Microvolt-level T-wave alternans determination using the spectral method in patients with QT prolongation: value of adjusting the T-wave window

Abstract

Background: Microvolt-level T-wave alternans (MTWA) measured by the spectral method is a useful risk predictor for sudden cardiac death because of its high negative predictive value. MTWA analysis software selects a segment of the ECG that encompasses the T-wave in most individuals, but may miss the T-wave end in patients with QT prolongation.

Hypotheses: (1) In patients with QT prolongation, adjustment of the T-wave window will increase the sensitivity of MTWA detection. (2) The extent of T-wave window adjustment needed will correspond to the degree of QT prolongation.

Methods: Using data from long-QT syndrome patients, including QTc <0.45 s (normal), 0.45-0.49 s (moderate prolongation), and ≥ 0.50s (severe prolongation), MTWA analysis was performed before and after T-wave window adjustment.

Results: Of 119 patients, 74% required T-wave window adjustment. There was a stronger association between the magnitude of the T-wave offset and the unadjusted QT than between the magnitude of the T-wave offset and QTc (Spearman correlation coefficient 0.690 vs. 0.485 respectively, P<.05). Of 99 initially negative MTWA results, 4 became non-negative after adjustment of the T-wave window (P<.05). All 8 initially positive studies and 12 initially indeterminate studies remained positive and indeterminate, respectively.

Conclusions: T-wave window adjustment can enable detection of abnormal MTWA that otherwise would be classified as "negative" or "normal." Newly developed T-wave window adjustment software may further improve the negative predictive value of MTWA testing and should be validated in a structural heart disease population.

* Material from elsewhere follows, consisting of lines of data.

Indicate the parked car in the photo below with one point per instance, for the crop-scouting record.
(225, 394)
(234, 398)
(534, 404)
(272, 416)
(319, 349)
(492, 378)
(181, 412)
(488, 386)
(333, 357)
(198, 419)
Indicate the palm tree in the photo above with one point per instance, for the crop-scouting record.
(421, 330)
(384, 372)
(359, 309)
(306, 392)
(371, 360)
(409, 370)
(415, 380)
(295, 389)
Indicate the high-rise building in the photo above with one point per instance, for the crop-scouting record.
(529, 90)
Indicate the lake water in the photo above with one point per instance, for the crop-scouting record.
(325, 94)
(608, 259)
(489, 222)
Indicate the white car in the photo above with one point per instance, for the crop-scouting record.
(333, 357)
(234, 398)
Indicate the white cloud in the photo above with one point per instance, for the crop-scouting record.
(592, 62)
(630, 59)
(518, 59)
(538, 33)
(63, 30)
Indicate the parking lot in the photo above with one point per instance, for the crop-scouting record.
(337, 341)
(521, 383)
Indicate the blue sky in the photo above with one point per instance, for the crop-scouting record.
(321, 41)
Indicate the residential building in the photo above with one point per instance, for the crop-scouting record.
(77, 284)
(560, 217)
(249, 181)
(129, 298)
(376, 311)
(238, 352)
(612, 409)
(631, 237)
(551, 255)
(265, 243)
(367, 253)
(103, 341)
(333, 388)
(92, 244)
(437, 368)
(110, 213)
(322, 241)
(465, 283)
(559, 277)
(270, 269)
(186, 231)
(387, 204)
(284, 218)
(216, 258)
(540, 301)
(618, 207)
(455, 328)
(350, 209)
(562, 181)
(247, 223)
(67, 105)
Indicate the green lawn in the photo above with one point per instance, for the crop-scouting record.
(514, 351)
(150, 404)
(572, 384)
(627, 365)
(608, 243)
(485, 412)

Figure 1. The Automatically-Determined T-wave Window in a Patient with Severe QT Prolongation

Figure 1 shows an example of an automatically positioned T-wave window, marked by the caliper labeled “Tbeg” to the caliper marked “Tend” in a patient with severe QT prolongation (> 500 ms). Note that in this instance, the late portion of the T-wave occurs outside of the T-wave window.

Figure 2. T-Wave Offset versus QT Interval

Figure 2 shows the timing interval by which the T-wave window was advanced (offset), in milliseconds, versus the unadjusted QT interval in seconds.

Figure 3. MTWA Analyzed before and after T-Wave Window Adjustment

Figure 3 shows one of the tests which converted from negative to positive. In the left panel is MTWA analyzed using standard software. At the top is the heart rate profile during exercise and cool-down, with a maximum heart rate of 117/min. From top to bottom, the next tracing shows a low level of “bad” (ectopic) beats, and the next shows an acceptably low level of noise. Below these tracings are the vector magnitude and X, Y and Z leads. Note that in VM and X there is sustained MTWA which begins at an onset heart rate of 111/min as determined by the automatic reader, consistent with a negative study. In the right panel is MTWA reanalyzed after T-wave window adjustment. Note that the automatic reader has established the onset of MTWA at a heart rate of 96/min, consistent with a positive study.

Figure 4. The T-Wave Window during Rest and Exercise, before and after Adjustment

Figure 4 shows the automatically generated (panel A) and manually adjusted (panel B) T-wave windows for the patient whose MTWA results appear in figure 3, (i) at rest, (ii) during exercise at heart rate 97 bpm, and (iii) at peak exercise with heart rate 117 bpm. Note that the T-wave window was manually adjusted at rest (panel B, top) and that the width of this window was then automatically shortened by the software as heart rate increased, so as to avoid including the P wave of the following beat. The asterisk indicates that MTWA was observed during exercise at 97 bpm after adjustment of the T-wave window; MTWA was also present at peak exercise both before and after T-wave window adjustment.